Although many new solar materials are being investigated, silicon remains by far the photovoltaic industry's favorite. "Monocrystalline silicon remains the material of choice in the PV industry due to its low cost, nontoxicity, excellent reliability, good efficiency and maturity of the manufacturing process," says Nazek El-Atab, a postdoctoral researcher in the labs of Muhammad Mustafa Hussain.
One drawback of silicon, for certain applications, is its rigidity, unlike some thin film solar cells. However, these flexible cells either consist of low-cost, low-efficiency organic materials or more efficient but very expensive inorganic materials. Hussain and his team have now taken a significant step toward overcoming this limitation by developing low-cost, high-efficiency, silicon-based stretchy solar cells.
The key step was to take a commercially available rigid silicon panel and coat the back of the panel with a highly stretchable, inexpensive, biocompatible elastomer called ecoflex. The team then used a laser to cut the rigid cell into multiple silicon islands, which were held together by the elastomer backing. Each silicon island remained electrically connected to its neighbors via interdigitated back contacts that ran the length of the flexible solar cell.

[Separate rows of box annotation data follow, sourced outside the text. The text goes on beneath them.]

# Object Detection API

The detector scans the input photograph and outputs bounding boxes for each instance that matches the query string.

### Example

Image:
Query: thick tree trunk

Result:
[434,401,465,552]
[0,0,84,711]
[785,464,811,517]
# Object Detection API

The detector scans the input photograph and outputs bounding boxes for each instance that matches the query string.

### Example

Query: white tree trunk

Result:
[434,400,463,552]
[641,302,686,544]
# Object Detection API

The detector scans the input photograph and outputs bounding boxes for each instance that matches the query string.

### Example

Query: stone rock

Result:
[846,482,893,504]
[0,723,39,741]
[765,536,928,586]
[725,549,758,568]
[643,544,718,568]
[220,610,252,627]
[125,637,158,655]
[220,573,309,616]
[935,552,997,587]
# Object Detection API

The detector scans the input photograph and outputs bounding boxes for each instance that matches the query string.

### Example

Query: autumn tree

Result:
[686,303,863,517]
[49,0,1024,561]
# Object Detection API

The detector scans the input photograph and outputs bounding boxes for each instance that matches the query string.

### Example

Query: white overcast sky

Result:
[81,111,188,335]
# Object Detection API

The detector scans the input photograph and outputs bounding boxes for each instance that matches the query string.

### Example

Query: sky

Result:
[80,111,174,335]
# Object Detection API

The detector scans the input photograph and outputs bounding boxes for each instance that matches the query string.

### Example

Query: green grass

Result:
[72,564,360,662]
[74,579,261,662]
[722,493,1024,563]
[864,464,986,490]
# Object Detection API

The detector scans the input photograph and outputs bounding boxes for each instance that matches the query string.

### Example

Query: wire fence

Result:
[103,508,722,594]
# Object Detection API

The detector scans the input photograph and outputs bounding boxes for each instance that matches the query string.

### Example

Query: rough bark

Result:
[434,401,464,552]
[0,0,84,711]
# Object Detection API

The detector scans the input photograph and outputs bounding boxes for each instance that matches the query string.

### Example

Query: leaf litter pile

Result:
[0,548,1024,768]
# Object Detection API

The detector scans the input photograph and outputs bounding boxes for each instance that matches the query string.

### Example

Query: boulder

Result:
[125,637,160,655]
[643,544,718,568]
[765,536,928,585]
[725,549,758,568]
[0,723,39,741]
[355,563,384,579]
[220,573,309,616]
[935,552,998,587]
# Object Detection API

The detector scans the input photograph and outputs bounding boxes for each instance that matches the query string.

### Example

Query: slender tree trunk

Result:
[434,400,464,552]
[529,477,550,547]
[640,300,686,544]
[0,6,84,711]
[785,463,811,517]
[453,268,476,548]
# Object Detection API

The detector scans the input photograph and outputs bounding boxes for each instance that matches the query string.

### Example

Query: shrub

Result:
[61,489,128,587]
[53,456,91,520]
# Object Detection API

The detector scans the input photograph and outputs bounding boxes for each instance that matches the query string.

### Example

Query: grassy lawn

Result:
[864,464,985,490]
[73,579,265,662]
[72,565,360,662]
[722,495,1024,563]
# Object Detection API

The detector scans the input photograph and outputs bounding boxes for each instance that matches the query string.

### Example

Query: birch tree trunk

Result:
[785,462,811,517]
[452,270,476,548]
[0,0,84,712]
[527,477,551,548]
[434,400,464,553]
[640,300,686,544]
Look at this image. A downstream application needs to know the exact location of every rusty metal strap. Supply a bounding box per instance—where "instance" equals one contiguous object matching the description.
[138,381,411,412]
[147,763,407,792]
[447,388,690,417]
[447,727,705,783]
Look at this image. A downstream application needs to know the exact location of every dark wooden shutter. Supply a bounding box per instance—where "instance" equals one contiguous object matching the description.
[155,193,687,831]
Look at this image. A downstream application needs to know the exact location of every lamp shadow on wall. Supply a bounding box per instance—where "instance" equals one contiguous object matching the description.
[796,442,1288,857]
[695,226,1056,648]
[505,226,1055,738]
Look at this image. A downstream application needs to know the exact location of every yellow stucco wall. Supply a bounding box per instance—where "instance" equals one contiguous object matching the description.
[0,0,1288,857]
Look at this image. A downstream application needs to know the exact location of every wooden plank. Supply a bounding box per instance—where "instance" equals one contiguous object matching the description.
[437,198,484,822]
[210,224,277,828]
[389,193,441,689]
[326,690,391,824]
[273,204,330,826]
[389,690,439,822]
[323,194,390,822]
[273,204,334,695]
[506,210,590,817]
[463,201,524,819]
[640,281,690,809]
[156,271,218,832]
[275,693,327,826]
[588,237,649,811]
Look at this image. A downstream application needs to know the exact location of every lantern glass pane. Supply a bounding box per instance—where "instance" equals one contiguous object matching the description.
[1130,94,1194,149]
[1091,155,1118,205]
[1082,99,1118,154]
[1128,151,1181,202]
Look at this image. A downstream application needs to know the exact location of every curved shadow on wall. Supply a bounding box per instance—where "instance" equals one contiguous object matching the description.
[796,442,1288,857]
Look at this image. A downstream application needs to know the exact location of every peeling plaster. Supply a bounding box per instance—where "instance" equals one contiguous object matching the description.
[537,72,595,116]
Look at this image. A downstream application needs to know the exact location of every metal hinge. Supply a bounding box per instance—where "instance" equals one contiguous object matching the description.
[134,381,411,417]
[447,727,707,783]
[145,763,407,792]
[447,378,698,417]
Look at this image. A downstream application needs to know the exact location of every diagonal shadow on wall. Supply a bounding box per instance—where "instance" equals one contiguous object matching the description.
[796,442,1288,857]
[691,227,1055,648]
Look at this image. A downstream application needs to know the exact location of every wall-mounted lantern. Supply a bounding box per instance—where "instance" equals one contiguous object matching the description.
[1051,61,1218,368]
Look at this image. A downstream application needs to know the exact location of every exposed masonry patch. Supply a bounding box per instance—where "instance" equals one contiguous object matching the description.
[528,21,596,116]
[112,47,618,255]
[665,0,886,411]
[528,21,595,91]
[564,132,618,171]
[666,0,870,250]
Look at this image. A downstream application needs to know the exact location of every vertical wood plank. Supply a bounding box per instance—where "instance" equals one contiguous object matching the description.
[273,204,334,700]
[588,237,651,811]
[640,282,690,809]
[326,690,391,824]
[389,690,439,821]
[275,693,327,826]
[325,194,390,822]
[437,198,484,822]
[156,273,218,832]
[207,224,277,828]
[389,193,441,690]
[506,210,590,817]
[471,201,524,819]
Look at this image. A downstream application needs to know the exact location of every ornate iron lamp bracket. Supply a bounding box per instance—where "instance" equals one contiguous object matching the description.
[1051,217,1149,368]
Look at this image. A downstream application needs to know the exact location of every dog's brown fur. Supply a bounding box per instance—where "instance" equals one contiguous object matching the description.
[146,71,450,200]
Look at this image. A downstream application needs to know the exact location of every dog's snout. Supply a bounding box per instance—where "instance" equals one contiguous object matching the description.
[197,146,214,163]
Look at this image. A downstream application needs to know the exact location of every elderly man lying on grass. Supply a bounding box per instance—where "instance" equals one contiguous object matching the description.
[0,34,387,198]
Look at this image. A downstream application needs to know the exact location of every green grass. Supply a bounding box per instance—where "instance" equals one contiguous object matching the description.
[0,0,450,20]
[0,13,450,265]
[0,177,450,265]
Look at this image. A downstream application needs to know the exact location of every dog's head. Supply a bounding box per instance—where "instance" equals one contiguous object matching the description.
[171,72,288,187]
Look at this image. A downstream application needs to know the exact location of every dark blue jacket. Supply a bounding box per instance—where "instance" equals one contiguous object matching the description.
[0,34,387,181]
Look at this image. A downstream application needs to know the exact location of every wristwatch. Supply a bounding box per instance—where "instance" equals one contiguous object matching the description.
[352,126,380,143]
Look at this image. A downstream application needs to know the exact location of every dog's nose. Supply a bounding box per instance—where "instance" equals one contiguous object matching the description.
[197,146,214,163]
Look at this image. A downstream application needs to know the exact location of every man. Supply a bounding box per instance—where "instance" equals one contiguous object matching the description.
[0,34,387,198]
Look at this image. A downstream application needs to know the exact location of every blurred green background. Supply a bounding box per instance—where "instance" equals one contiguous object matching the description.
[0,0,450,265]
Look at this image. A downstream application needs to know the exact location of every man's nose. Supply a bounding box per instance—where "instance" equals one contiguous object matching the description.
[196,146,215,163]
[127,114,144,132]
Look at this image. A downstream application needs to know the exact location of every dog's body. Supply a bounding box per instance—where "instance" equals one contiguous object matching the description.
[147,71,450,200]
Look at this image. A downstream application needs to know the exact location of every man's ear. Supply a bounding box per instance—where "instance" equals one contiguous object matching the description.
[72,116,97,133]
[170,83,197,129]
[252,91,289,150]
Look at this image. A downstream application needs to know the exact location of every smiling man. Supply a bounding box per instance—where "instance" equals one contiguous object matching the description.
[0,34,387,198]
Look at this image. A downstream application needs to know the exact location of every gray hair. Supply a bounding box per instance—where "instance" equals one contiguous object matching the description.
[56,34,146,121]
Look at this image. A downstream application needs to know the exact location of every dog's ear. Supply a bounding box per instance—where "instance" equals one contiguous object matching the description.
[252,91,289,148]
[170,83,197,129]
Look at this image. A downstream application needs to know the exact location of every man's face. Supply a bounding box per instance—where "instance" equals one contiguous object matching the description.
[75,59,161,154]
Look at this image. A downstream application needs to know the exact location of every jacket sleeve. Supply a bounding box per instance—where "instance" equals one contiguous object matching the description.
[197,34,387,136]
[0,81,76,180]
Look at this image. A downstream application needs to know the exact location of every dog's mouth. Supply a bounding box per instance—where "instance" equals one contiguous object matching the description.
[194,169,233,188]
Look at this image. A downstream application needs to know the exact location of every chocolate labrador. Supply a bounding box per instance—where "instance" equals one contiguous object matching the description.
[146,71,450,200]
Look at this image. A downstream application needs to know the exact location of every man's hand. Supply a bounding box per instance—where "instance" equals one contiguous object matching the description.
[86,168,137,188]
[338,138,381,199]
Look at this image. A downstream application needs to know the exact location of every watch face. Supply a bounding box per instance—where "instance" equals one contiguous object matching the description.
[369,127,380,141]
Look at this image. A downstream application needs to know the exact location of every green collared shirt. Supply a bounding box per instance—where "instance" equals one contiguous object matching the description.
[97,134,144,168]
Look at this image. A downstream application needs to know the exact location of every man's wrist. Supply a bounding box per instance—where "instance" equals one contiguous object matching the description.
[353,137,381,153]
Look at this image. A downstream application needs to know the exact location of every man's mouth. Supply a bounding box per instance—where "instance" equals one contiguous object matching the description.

The team initially made rectangle-shaped silicon islands, which could be stretched to around 54 percent, Hussain says. "Beyond this value, the strain of stretching led to diagonal cracks within the brittle silicon islands," he says. The team tried different designs to push the stretchability further, mindful that each slice of silicon they removed reduced the area available for light capture. The team tried a diamond pattern before settling on triangles. "Using the triangular pattern, we achieve world record stretchability and efficiency," Hussain says.
The team plans to incorporate the stretchy silicon solar material to power a multisensory artificial skin developed by Hussain's lab. Making solar panels that stretch with even greater flexibility is also a target. "The demonstrated solar cells can be mainly stretched in one direction—parallel to the interdigitated back contacts grid," Hussain says. "We are working to improve the multidirectional stretching capability."